Potatoes are the third-most consumed food worldwide and a delicious snack. But modern farm potatoes require large amounts of nitrogen in the form of nitrate fertilizers, which are costly and can be environmentally harmful.
A group of researchers has found that the same genetic mechanism that tells potatoes when to grow flowers and tubers (the edible part) is also a key player in the plant’s nitrogen management. The findings, described November 6 in New Phytologist, could lead to the development of potato varieties that require less fertilizer, saving farmers money and reducing the environmental footprint of potato cultivation.
Potatoes, native to the Andes, originally grew tubers only during winter as a way to store nutrients, taking cues from the shortening of the days. The plants therefore faced a significant challenge when introduced to Europe in the 16th century. Shorter winter days came along with freezing temperatures that killed the plants before they could grow large potatoes.

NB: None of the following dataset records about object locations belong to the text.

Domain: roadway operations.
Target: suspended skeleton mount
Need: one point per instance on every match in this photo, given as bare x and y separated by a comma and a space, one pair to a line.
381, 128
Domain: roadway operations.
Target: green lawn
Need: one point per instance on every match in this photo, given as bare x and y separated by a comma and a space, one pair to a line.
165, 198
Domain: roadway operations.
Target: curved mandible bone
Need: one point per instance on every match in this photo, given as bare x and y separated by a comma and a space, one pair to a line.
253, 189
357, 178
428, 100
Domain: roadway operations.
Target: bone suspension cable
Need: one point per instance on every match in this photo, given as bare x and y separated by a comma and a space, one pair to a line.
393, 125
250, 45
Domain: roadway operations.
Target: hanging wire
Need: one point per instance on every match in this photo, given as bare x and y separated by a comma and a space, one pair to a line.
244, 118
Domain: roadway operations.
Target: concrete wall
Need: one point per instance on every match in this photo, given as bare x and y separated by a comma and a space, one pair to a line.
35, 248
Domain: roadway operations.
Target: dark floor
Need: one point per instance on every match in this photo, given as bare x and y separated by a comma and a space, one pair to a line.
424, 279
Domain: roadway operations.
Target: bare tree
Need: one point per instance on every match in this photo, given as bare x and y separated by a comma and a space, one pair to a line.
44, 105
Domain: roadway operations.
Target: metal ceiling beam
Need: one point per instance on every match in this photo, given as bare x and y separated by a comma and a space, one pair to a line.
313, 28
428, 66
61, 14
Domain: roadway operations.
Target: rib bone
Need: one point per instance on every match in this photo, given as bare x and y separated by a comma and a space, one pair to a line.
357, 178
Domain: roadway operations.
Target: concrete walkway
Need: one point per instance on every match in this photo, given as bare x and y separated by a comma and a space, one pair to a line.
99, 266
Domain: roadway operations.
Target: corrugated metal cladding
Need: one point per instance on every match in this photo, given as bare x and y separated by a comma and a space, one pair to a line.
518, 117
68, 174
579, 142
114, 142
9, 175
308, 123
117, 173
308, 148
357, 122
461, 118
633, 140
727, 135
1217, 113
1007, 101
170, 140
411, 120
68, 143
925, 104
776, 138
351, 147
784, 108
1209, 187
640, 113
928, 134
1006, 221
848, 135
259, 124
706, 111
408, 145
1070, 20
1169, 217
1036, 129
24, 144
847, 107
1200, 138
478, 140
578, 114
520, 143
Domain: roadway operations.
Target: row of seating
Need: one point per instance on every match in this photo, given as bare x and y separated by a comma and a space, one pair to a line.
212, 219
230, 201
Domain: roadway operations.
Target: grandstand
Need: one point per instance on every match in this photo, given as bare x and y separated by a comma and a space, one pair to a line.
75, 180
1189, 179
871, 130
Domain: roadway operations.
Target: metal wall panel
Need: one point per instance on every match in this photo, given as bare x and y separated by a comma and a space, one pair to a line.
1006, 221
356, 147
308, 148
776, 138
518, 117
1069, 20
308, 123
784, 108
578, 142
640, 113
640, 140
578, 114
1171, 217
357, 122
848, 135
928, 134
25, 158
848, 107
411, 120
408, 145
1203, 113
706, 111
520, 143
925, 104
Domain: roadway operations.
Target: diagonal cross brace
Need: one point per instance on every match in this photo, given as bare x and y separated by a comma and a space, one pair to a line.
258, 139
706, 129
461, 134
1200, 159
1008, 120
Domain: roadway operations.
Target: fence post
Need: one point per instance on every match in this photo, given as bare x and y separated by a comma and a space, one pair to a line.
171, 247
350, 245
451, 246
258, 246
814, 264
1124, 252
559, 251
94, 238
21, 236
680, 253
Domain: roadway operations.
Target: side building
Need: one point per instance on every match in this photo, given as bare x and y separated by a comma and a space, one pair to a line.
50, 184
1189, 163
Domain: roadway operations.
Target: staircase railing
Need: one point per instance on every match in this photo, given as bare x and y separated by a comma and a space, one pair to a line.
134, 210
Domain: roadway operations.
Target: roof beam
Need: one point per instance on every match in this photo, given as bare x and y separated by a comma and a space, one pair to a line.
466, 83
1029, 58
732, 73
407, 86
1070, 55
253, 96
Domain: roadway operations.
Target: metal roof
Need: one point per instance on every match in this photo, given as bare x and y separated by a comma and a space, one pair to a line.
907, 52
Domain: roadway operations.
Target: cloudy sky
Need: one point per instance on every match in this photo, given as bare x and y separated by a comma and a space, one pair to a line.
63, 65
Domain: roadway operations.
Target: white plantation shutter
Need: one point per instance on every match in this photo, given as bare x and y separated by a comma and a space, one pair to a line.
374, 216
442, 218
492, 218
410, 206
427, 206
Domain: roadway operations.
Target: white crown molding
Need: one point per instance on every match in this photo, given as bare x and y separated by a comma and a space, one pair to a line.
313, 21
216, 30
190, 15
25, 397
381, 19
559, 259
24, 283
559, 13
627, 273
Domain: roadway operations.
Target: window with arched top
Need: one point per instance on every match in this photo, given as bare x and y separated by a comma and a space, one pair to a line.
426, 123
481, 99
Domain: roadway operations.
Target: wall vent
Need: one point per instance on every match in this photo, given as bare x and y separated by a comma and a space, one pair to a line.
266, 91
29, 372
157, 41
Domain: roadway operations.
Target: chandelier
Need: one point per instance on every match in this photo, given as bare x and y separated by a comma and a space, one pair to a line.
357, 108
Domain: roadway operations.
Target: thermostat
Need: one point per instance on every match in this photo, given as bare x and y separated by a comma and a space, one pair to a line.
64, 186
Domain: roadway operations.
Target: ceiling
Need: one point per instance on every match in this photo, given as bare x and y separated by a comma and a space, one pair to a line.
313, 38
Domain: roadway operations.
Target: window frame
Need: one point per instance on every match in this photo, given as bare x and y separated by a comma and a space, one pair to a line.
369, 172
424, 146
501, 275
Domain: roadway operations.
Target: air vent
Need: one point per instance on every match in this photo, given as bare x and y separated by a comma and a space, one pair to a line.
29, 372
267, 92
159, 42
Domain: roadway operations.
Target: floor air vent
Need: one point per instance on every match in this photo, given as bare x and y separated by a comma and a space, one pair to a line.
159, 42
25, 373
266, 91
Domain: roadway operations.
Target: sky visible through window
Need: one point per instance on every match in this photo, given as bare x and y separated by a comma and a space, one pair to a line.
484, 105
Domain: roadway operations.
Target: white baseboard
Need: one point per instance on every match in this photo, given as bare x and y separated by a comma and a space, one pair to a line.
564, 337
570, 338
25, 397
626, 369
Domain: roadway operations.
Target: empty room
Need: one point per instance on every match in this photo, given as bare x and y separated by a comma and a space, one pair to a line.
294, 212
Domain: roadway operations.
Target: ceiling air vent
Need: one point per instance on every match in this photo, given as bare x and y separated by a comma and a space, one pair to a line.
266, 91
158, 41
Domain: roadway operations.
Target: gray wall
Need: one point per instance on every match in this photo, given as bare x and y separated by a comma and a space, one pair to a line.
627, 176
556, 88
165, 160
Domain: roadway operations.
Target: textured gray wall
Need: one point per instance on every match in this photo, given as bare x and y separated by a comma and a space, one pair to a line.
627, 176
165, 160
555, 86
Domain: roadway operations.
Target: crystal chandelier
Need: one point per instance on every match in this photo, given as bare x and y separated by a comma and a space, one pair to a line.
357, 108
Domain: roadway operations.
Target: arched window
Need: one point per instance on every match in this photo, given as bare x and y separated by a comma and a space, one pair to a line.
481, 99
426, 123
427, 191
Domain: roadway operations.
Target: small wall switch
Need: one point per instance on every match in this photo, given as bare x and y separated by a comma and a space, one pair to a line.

Eventually, a natural genetic mutation in the gene StCDF1, which controls tuber growth, helped the potato plants adapt to grow tubers any time and much farther north. The plants no longer needed seasonal cues.
Researchers studying StCDF1 to understand how it regulates the plant’s response to the daylight cycle found that it works like a switch, activating certain genes while turning others off. But they were surprised to find that it can switch on and off genes essential for nitrogen uptake, says Maroof Ahmed Shaikh, a plant molecular biologist at the Centre for Research in Agricultural Genomics in Barcelona. Crucially, StCDF1 shuts off the production of an enzyme called nitrate reductase, which breaks down nitrate molecules so they can be used by the plant.
This discovery reveals that the genetic tweak that allowed potatoes to become a global staple food also made the plants more fertilizer-hungry.
To test if tweaking this gene would affect nitrogen uptake, the researchers grew potato plants with a disabled StCDF1 gene in a low-nitrogen environment — about 400 times less than typical soil — and studied how they fared compared with normal potato plants. The StCDF1-deficient plants could not grow tubers, but they produced bigger leaves and longer roots despite the lack of nitrogen. “They looked happy,” says Shaikh.
The Andean varieties probably had a less active StCDF1 gene and could grow better with less nitrogen, the team explains.
However, it’s the more active form of StCDF1 that’s present in all the commercial potato varieties grown worldwide. The trade-off: The staple crop is bad at assimilating nitrogen, says plant biologist Salomé Prat, also of the Centre for Research in Agricultural Genomics. “This is a problem,” because it leads farmers to use more fertilizer than the plant can absorb, Prat says. “When it rains, this excess fertilizer goes to groundwaters, polluting them.”
The finding opens the door to developing potato varieties with increased nitrogen efficiency. The researchers are planning to use gene-editing techniques to tweak the gene that produces the nitrate reductase enzyme, so it’s not repressed by StCDF1. The team has conducted experiments showing that this is theoretically possible. This same goal could be achieved using traditional breeding, crossing farm potatoes with wild or traditional varieties that naturally have altered nitrate reductase genes.
“Nitrogen uptake is one of the major obstacles in agriculture,” says Stephan Pollmann, a plant biologist at the Centro de Biotecnología y Genómica de Plantas in Madrid who wasn’t involved in the new study. Beyond being scientifically interesting, the fact that this is in potato, a real crop grown worldwide that is essential to food security, makes this finding potentially a “smasher,” Pollmann says. “If you can improve the nitrate assimilation, so the nutrition of the plant, which will in consequence give you bigger tubers, this is super important.”